Job Summary:
TensorWave is dedicated to delivering seamless and reliable AI compute at scale through their cloud platform. They are seeking a DevOps Software Engineer to design and build integrations between internal platform services and infrastructure systems, focusing on automation and orchestration across platforms.
Responsibilities:
• Design and build integrations between internal platform services (e.g., messaging/pub-sub systems), infrastructure systems (compute, storage, networking), third-party vendor platforms
• Develop services and tools that enable automation workflows, system coordination and orchestration, event-driven infrastructure operations
• Write production-quality code in Go, Python, Rust (where applicable)
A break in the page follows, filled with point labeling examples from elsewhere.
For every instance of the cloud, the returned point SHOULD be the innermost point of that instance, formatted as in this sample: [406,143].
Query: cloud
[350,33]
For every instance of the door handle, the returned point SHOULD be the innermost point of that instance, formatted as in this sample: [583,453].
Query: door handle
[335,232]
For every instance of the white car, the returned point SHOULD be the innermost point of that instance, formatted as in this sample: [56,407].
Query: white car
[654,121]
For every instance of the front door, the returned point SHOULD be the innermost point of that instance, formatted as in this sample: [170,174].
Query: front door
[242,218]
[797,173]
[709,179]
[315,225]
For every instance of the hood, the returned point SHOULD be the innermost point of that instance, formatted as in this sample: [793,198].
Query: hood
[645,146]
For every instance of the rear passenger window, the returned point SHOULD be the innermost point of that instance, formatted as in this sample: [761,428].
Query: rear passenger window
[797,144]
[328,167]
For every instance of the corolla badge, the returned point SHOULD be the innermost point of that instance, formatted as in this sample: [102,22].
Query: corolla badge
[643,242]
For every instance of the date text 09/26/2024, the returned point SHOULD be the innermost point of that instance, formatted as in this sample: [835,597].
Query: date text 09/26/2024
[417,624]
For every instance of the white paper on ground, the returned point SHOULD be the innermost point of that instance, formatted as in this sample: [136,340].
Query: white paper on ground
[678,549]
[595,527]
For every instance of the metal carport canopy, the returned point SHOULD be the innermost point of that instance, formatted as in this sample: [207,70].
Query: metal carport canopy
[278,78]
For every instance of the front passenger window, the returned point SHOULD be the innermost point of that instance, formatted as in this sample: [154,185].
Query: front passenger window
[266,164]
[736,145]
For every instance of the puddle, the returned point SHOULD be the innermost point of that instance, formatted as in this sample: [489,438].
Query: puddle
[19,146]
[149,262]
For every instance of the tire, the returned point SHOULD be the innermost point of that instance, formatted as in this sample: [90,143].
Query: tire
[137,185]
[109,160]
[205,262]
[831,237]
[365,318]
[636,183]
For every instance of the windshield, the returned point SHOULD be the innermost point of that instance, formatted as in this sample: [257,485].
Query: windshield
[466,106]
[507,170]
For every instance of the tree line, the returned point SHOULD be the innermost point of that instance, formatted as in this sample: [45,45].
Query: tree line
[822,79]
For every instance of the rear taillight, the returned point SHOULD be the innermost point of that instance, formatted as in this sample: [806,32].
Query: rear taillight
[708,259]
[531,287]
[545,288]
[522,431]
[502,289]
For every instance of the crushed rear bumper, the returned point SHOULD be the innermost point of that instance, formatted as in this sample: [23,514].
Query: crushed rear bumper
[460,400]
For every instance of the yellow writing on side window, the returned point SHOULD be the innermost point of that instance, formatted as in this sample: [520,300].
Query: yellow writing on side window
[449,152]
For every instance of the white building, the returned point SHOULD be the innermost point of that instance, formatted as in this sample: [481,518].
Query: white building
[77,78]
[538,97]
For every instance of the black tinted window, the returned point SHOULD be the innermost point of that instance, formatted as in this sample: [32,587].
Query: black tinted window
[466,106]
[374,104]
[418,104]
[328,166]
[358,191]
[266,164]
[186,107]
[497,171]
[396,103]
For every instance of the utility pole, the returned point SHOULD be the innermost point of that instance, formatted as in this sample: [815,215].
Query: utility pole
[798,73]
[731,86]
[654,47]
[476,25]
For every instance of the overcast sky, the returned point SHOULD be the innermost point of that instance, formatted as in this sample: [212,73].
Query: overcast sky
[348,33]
• Build APIs, services, and background workers that interact with infrastructure platforms, CI/CD systems, automation frameworks
• Ensure code is reliable, observable, maintainable
• Integrate software with automation systems such as Ansible, Terraform, CI/CD pipelines (GitHub Actions, ArgoCD)
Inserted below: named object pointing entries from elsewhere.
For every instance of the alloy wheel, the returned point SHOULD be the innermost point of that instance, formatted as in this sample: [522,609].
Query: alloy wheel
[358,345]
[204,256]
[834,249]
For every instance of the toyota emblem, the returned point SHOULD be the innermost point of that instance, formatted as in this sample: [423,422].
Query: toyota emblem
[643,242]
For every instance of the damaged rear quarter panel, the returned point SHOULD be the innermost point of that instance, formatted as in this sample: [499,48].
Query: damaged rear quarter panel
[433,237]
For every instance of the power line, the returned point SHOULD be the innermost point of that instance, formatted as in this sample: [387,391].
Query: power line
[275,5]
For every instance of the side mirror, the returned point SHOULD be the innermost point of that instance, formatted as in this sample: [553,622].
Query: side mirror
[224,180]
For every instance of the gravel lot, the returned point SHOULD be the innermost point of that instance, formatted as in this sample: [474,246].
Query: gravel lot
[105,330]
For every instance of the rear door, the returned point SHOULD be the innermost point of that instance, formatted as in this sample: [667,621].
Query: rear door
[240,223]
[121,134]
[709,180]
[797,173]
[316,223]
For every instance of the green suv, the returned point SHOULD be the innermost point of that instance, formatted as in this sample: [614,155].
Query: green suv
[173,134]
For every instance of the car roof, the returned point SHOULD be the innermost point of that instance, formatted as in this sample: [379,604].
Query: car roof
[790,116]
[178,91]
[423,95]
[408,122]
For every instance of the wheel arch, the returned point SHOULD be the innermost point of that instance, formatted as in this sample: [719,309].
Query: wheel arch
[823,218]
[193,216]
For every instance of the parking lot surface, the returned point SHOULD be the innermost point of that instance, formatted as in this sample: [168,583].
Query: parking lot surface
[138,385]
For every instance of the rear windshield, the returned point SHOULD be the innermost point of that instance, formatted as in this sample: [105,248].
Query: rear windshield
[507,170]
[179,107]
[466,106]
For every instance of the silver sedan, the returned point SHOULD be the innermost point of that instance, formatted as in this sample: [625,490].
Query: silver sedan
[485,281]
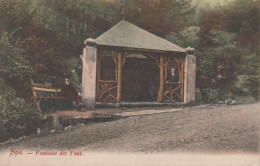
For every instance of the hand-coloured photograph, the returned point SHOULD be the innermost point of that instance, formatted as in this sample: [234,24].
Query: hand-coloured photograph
[129,83]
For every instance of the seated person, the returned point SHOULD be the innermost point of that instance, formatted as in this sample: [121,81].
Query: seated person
[68,90]
[171,76]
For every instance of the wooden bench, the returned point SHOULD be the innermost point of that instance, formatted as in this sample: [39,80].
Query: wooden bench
[54,94]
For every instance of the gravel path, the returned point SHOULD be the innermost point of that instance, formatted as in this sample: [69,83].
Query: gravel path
[197,129]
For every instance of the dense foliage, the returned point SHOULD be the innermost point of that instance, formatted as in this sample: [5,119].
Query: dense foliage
[43,39]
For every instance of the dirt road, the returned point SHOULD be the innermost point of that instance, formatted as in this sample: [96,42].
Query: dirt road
[197,129]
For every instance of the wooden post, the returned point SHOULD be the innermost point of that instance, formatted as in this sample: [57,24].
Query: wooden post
[98,73]
[182,78]
[160,93]
[38,109]
[119,75]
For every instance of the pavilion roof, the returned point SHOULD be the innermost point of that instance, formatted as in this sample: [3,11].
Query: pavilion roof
[127,35]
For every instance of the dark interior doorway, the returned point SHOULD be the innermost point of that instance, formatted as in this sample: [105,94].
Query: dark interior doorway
[140,80]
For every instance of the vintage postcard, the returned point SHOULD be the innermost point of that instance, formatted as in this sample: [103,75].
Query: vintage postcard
[129,82]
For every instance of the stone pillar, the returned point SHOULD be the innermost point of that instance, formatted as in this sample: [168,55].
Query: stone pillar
[89,61]
[189,76]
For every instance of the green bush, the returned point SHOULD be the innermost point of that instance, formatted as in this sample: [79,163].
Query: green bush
[17,117]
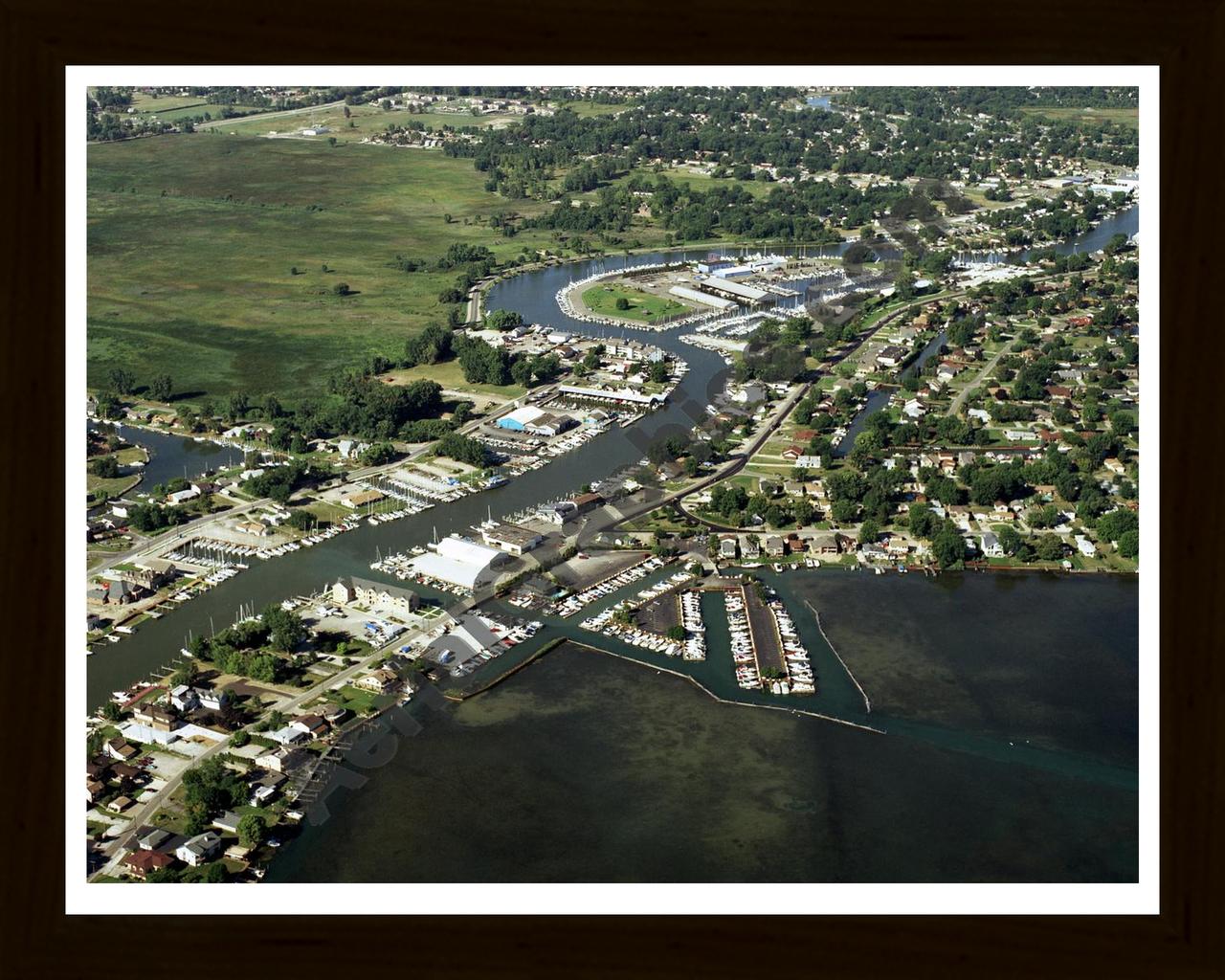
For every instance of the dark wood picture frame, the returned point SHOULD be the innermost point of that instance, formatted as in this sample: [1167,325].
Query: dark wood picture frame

• Enable infrastructure workflows through APIs, event-driven systems, automation hooks
• Work closely with DevOps engineers (infrastructure and automation), Development teams (application requirements)
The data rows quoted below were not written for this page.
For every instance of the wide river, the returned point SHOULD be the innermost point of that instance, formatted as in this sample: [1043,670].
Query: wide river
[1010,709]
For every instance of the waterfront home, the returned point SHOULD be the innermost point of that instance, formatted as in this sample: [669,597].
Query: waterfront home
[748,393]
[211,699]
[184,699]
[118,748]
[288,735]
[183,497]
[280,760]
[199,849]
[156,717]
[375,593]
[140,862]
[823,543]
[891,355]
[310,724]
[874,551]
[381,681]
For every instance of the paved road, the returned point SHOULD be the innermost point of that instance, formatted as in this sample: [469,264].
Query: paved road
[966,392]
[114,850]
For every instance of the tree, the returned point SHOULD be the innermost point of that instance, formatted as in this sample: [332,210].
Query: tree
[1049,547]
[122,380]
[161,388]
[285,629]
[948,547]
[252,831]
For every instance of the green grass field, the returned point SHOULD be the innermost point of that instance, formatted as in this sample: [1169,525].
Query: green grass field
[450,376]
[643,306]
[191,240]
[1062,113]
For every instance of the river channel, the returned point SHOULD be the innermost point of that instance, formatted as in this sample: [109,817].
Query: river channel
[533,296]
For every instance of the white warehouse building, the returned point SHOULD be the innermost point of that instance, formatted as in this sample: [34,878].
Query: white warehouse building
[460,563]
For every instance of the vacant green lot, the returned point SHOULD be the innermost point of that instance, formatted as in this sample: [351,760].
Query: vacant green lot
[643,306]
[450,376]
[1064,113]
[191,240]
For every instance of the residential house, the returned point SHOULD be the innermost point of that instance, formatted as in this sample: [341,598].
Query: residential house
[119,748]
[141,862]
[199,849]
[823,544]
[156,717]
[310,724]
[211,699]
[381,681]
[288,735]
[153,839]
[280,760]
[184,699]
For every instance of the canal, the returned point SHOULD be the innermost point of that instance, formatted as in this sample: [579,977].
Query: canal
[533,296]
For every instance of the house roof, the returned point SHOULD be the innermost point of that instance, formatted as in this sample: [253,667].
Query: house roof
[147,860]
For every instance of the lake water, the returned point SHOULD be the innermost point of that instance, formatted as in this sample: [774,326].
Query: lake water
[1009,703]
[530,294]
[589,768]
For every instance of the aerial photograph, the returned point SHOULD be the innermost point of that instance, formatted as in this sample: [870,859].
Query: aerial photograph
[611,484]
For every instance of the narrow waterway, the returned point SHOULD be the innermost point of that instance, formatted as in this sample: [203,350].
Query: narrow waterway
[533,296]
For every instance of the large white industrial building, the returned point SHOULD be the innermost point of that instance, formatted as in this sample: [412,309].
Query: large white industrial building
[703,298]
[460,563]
• Translate infrastructure capabilities into usable APIs and services
• Help teams integrate their systems into platform workflows
• Build logging, metrics, and tracing into services
• Debug and resolve issues across distributed systems
• Ensure integrations are resilient and handle failure scenarios gracefully
• Identify gaps in platform integration and automation
• Build tooling that reduces manual work and improves system cohesion
• Contribute to standards for internal platform development
Qualifications:
Required:
• 5+ years of experience in software engineering, DevOps development, or platform engineering
• Strong programming experience in: Go and/or Python
• Rust is a strong plus
• Experience building: APIs, services, system integrations
• Strong understanding of: Distributed systems concepts, Event-driven architectures
• Experience working with: Linux systems, Infrastructure platforms
Preferred:
• Experience integrating with: Infrastructure platforms (compute, storage, networking), Kubernetes environments
• Familiarity with: Message queues or pub/sub systems, CI/CD systems (GitHub Actions, ArgoCD)
• Experience with automation frameworks such as: Ansible
• Experience working with third-party APIs and vendor platforms
• Exposure to infrastructure at scale or CSP environments
Company:
TensorWave is an AMD-exclusive cloud platform that leverages AMD Instinct GPUs and ROCm for high-performance AI workloads. Founded in 2023, the company is headquartered in Las Vegas, USA, with a team of 51-200 employees. The company is currently Growth Stage.